George Will‘s latest column explains how the federal debate over the “fiscal cliff” fits with the president’s long-term goals.
With a chip on his shoulder larger than his margin of victory, Barack Obama is approaching his second term by replicating the mistake of his first. Then his overreaching involved health care — expanding the entitlement state at the expense of economic growth. Now he seeks another surge of statism, enlarging the portion of gross domestic product grasped by government and dispensed by politics. The occasion is the misnamed “fiscal cliff,” the proper name for which is: the Democratic Party’s agenda.
For 40 years the party’s principal sources of energy and money — liberal activists, government employees unions — have advocated expanding government’s domestic reach by raising taxes and contracting its foreign reach by cutting defense. Obama’s four years as one of the most liberal senators and his four presidential years indicate he agrees. Like other occasionally numerate but prudently reticent liberals, he surely understands that the entitlement state he favors requires raising taxes on the cohort that has most of the nation’s money — the middle class.
Mitt Romney as candidate and others before and since have suggested increasing revenues by capping income tax deductions. This would increase that tax’s progressivity, without raising rates that would dampen incentives. Obama’s compromise may be: Let’s do both. Remember the story of when the British Admiralty sought six new battleships, the Treasury proposed four, so they compromised on eight.

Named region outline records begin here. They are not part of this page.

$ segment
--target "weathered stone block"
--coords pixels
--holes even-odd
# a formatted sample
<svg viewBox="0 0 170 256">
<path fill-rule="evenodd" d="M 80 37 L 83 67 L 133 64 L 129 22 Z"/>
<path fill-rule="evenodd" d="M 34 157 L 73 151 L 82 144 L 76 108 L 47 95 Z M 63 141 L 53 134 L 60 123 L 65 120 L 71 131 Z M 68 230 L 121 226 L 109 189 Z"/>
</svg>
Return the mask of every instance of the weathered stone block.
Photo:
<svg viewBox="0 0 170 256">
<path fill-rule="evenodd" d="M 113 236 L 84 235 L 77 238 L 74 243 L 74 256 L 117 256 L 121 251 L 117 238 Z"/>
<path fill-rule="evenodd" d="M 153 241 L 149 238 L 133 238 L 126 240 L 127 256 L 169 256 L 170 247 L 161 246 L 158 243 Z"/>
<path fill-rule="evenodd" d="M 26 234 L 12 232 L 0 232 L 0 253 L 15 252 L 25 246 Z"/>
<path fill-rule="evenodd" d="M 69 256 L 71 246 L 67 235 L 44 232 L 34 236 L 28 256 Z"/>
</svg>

Those proposing higher taxes on the wealthy note that when the income tax began in 1913, the top rate was 7 percent. But in 1917, war brought a 67 percent rate. Between 1925 and 1931, the rate was 24 percent or 25 percent, but in only five of the subsequent 80 years — 1988-92 — was the top rate lower than it is today.
Republicans, however, respond that because lower rates reduce incentives to distort economic decisions, they promote growth by enhancing efficiency. Hence restoration of the higher rates would be a giant step away from, and might effectively doom, pro-growth tax reform. Furthermore, restoration of the Clinton-era top rate of 39.6 percent would occur in the very different Obama era of regulatory excesses and Obamacare taxes. Hence Republicans rightly resist higher rates.